Everybody benefits from such a second chance. Most of us have gotten a few breaks in our lives that have enabled them to start fresh, or at the very least, start again. Given the scale of the prison population in Nevada and across the United States, as Martin Luther King Jr. once said, “The time is always right to do what is right.”
Earlier this month, 52 men and women who have recently finished serving their time in prison found themselves back at Las Vegas police headquarters — not for breaking the law, but for breaking through to new, brighter futures and completing a re-entry program that will enable them to improve their lives, families and communities.
As many as 10,000 people are released from prisons each week across the United States. One in three Americans carries some form of a criminal record, and the collateral consequences that come with one — limited access to transportation, housing and job opportunities that can lift them out of a negative cycle. In Nevada, there are 23,000 people in various facilities, and 42,000 overall in the state’s criminal justice system, including those on probation and parole, according to the Prison Policy Initiative.
Both of us have experienced the criminal justice system firsthand — Mark, as a prison guard in Massachusetts, who saw former classmates who made the wrong decisions and paid the price; and Jon, who faced significant challenges to reintegrating to his community after serving time in prison. We have seen the power of redemption — how free people can do extraordinary things for themselves, for their families and their communities.
That’s why it is so critical for businesses — such as Koch Industries, an employer of more than 67,000 in the United States — and nonprofit organizations — such as HOPE for Prisoners, a re-entry service that provides long-term support to people leaving prison — to work together and find ways to unite people from all backgrounds to restore second chances for all.
For its part, Koch Industries has banned the box on employment applications asking about criminal convictions, choosing to evaluate job candidates on their potential, not their past.
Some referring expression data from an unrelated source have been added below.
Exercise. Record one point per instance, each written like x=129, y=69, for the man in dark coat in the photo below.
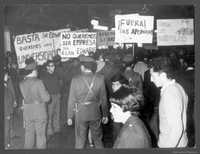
x=35, y=116
x=8, y=109
x=88, y=98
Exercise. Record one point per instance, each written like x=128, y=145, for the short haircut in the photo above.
x=120, y=78
x=48, y=62
x=128, y=64
x=90, y=65
x=129, y=98
x=161, y=64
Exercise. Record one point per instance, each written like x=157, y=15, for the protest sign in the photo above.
x=41, y=46
x=133, y=29
x=102, y=38
x=111, y=37
x=175, y=32
x=75, y=44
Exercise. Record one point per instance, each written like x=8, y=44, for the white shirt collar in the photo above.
x=171, y=82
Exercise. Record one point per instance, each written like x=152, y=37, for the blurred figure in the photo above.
x=126, y=103
x=172, y=106
x=117, y=82
x=8, y=110
x=134, y=78
x=140, y=66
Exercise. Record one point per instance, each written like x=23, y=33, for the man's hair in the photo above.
x=48, y=62
x=162, y=64
x=129, y=98
x=128, y=64
x=89, y=65
x=120, y=78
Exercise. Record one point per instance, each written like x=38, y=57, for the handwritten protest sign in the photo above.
x=106, y=38
x=133, y=29
x=175, y=32
x=74, y=44
x=102, y=38
x=111, y=37
x=41, y=46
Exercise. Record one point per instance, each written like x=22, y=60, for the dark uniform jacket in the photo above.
x=34, y=93
x=78, y=93
x=134, y=78
x=133, y=134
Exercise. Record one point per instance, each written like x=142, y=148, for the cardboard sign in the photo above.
x=133, y=29
x=41, y=46
x=111, y=37
x=175, y=32
x=102, y=38
x=75, y=44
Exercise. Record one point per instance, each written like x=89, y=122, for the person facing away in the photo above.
x=172, y=106
x=35, y=116
x=53, y=86
x=117, y=81
x=140, y=66
x=134, y=78
x=8, y=109
x=126, y=104
x=88, y=98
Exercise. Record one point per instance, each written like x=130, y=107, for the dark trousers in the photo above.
x=7, y=126
x=116, y=129
x=35, y=127
x=82, y=132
Koch also has partnered with the Society for Human Resource Management on the Getting Talent Back to Work pledge, joining partners across business and communities to consider all qualified applicants.
Through mentoring classes that teach finance, business, leadership, professional development and technology, HOPE for Prisoners empowers and enables success in everybody it touches, including individuals released from federal and state correctional facilities, local jails and rehabilitation centers, as well as those participating in special court programs.
More than 300 people attended this month’s graduation ceremony at Las Vegas police headquarters — members of law enforcement, local elected officials, employers, churches, community partners and critically, the graduates’ family members. Joining us on the stage were Gov. Steve Sisolak, Mary Beth Seward, president and CEO of the Las Vegas Metro Chamber, Clark County District Attorney Steve Wolfson and Andy Walsh, deputy chief of the Las Vegas Metropolitan Police Department, as well as Eighth District Judge Eric Johnson ,who administered a special oath as graduates pledged to be productive members of our community. Such support systems are crucial for re-entry success, as independent researchers at Florida State University’s Institute for Justice Research discovered across Florida, Pennsylvania, Kentucky and Texas, the four states piloting the Safe Streets & Second Chances re-entry program in 2019.
It was humbling and awe-inspiring to look out and see so much potential and to realize that there are networks like this all over the country who are doing their part to enhance public safety and restore second chances. They’re not doing it for the glory — they’re doing it because it’s the right thing to do. It makes sense morally, fiscally and constitutionally.
Across the United States, 95 percent of those currently behind bars will one day re-enter our communities. It is incumbent upon us to work together and develop the solutions, programs and partnerships that will help our returning citizens help themselves and become productive members of society. As the latest group of graduates walk across the stage, they know that the path ahead of them is long and fraught with challenges.
It will not be easy to rebuild — or in some cases, build for the first time — the support systems and structures that will help them succeed. It is a monumental effort that will take all institutions in society to realize. These graduates won’t be alone. HOPE for Prisoners has trained and equipped more than 500 people in to serve as mentors, including pastors and church leaders across Southern Nevada, schoolteachers and staff members from institutions of higher learning, law enforcement and program alumni.
But with our daily efforts, we can help these individuals take the first step toward improving their lives and light the way forward for others to follow.
Sometimes, all it takes is a little hope.
Mark Holden is senior vice president of Koch Industries. Jon Ponder is the founder and CEO of HOPE for Prisoners Inc.